Limitations & Future Work¶
- Data collection relies on the temporal ordering of hand-object and tool-object interactions in video; heuristic substitutes are required when certain interaction types are absent.
- Segmentation quality depends on SAM prompt accuracy, which may be unreliable under heavy occlusion.
- The "farthest point" substitution strategy for functional affordance assumes that the functional part is opposite the grasp point, which does not hold for all tools.
- Motion primitives in real robot experiments still require pre-recording, limiting task complexity.

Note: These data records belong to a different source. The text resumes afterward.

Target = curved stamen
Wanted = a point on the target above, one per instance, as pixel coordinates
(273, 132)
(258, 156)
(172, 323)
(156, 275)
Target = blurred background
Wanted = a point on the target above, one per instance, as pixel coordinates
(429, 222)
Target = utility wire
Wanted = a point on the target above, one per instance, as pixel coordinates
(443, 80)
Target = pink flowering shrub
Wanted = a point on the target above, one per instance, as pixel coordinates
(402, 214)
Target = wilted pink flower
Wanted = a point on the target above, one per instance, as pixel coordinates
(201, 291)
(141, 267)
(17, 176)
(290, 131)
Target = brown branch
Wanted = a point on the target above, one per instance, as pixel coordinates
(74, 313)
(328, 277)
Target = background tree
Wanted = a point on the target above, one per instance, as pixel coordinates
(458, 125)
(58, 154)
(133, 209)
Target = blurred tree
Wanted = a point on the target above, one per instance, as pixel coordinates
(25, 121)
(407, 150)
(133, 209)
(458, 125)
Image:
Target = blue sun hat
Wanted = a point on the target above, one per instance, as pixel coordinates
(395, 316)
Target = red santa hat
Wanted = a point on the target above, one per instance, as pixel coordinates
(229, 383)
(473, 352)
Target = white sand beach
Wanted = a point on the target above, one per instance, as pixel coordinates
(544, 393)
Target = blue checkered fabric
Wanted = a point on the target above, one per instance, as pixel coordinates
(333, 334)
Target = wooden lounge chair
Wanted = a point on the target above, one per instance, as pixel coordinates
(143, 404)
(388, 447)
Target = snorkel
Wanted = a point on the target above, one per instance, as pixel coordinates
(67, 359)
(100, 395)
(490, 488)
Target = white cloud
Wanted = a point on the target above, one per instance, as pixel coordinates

- Low training data resolution (cropped regions typically <100 px) restricts recognition of fine-grained parts.
Related Work & Insights¶
- Learning affordances from human video: VRB and Robo-ABC are predecessors; this work improves upon them in data quality (precise masks vs. heatmaps) and affordance type coverage (adding functional affordance).
- Applying visual foundation models: The cross-domain feature representation of DINOv2 is a key enabler for affordance generalization.
- SAM for prompt-based segmentation: Using point prompts to generate precise masks bridges the gap between sparse localization and dense segmentation.
- Provides an efficient alternative to task-oriented grasping approaches based on VLMs/LLMs, without requiring per-inference language model queries.
Rating¶
- Novelty: ⭐⭐⭐⭐ First complete system jointly learning precise graspable and functional affordance segmentation.
- Experimental Thoroughness: ⭐⭐⭐⭐⭐ Dual visual and robot evaluation, 179 real-world trials, comprehensive coverage of cross-domain, zero-shot, and cluttered scenarios.
- Writing Quality: ⭐⭐⭐⭐ Systematic and complete, with clear illustrations and a coherent narrative from data collection to modeling to deployment.
- Value: ⭐⭐⭐⭐⭐ Addresses all three major pain points in affordance research (data, generalization, deployment) with strong practical applicability.